We All Live on a Yellow Submarine

The concept of an underwater boat has roots deep in antiquity. Although there are images of men using hollow sticks to breathe underwater for hunting at the temples at Thebes, the first known military use is of divers being used to clear obstructions during the siege of Syracuse (about 413 BC), according to the History of the Peloponnesian War. At the siege of Tyre in 332 BC divers were again used by Alexander the Great, according to Aristotle. Later legends from Alexandria, Egypt, in the 12th century AD suggested that he had used a primitive submersible for reconnaissance missions. This seems to have been a form of diving bell, and was depicted in a 16th-century Islamic painting.


                                          
A 16th-century Islamic painting depicting Alexander the Great being lowered in a glass submersible.


The first version of a submarine came from the mind of William Bourne, an English manager for an inn and magnificent scientist. He was an English mathematician, innkeeper and former Royal Navy gunner who invented the first navigable submarine and wrote important navigational manuals. He is often called William Bourne of Gravesend. His design, detailed in his book Inventions and Devises published in 1578, was one of the first recorded plan for an underwater navigation vehicle. He designed an enclosed craft capable of submerging by decreasing the overall volume (rather than flooding chambers as in modern submarines), and being rowed underwater. Bourne described a ship with a wooden frame covered in waterproofed leather, but the description was a general principle rather than a detailed plan. However, Bourne's concept of an underwater rowing boat was put into action by the Dutchman Cornelius Drebbel in 1620, and Nathaniel Symons demonstrated a 'sinking boat' in 1729 using the expanding and contracting volume of the boat to submerge. The submarine was the subject of a modern-day recreation on season 3 of "The Re-Inventors" TV show, episode "Bourne Submarine". The recreation had limited functionality before it sank when water pressure ruptured some membranes on a test descent.
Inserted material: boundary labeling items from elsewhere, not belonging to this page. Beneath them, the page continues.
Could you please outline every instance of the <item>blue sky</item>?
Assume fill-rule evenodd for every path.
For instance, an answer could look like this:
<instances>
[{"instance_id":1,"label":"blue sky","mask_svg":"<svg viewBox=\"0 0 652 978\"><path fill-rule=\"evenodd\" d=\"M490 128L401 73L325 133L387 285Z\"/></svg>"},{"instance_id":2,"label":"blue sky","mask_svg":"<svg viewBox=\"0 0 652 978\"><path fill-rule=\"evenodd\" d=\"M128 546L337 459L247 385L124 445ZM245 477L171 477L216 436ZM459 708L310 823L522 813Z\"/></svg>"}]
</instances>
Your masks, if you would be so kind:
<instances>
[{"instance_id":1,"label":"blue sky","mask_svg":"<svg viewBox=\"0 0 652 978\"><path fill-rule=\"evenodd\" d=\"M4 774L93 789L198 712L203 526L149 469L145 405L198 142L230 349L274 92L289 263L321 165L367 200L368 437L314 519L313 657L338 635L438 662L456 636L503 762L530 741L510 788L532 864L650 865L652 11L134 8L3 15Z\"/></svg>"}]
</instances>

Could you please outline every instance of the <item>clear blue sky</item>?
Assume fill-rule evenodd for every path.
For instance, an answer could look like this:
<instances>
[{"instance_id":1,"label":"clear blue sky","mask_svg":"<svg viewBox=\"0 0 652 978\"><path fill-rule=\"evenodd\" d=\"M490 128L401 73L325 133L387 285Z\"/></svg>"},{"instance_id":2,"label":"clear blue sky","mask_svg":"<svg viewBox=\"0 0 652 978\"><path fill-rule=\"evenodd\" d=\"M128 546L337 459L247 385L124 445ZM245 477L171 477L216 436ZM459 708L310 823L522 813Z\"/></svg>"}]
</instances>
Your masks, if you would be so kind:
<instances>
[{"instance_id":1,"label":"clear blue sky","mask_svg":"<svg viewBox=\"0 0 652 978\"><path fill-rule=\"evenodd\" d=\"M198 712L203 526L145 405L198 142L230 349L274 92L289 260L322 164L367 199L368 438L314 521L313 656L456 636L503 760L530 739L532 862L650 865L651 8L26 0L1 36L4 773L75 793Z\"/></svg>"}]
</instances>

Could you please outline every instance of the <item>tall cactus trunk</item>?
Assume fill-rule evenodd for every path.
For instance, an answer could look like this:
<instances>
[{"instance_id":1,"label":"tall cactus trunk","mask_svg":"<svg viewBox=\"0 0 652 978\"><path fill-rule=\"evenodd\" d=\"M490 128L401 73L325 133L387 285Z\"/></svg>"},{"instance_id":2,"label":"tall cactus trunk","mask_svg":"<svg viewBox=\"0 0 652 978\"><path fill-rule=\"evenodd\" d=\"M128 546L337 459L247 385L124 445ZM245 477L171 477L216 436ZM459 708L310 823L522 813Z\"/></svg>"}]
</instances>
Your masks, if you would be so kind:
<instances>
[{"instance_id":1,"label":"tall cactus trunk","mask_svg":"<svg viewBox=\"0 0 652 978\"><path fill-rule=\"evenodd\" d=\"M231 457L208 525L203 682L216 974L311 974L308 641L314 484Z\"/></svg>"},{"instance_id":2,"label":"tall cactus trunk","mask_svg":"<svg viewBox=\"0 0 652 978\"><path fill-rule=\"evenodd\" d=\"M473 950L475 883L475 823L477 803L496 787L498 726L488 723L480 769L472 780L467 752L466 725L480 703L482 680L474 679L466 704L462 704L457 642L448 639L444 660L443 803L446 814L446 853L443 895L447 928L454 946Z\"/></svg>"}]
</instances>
                                        early submarines: William Bourne
Some years later, this drawing purported to be Bourne's scheme: leather-wrapped pads which can be screwed in toward the centerline to create a flooded chamber, and screwed out to expel the water and seal the opening.
However, Bourne wrote of expanding and contracting structures, not flooding chambers – and submarines built in England in 1729 and France in 1863 conformed with his idea exactly.


You may not know, but in the time of William Bourne, the song Yellow Submarine was written. It was not an original by the Beatles. Here's the original excerpt of William Bourne's poem.
In the town where Willy was born,
Lived a man who sailed to sea, (The poet was actually talking about William Bourne here)
And he told us of his life,
In the land of submarines,
So he made some blue prints
Near the sea with submarines,

He made the first model out of steel
then used the color on the leaves
cause he was color blind
and saw the sea green,

So after his first model sank
he lived beneath the waves,
In his green submarine.

1 comment:

  1. Very cool! I like the parody!!! Pretty ingenious invention. Things like this are great examples to show us why music became more advanced as well during this time!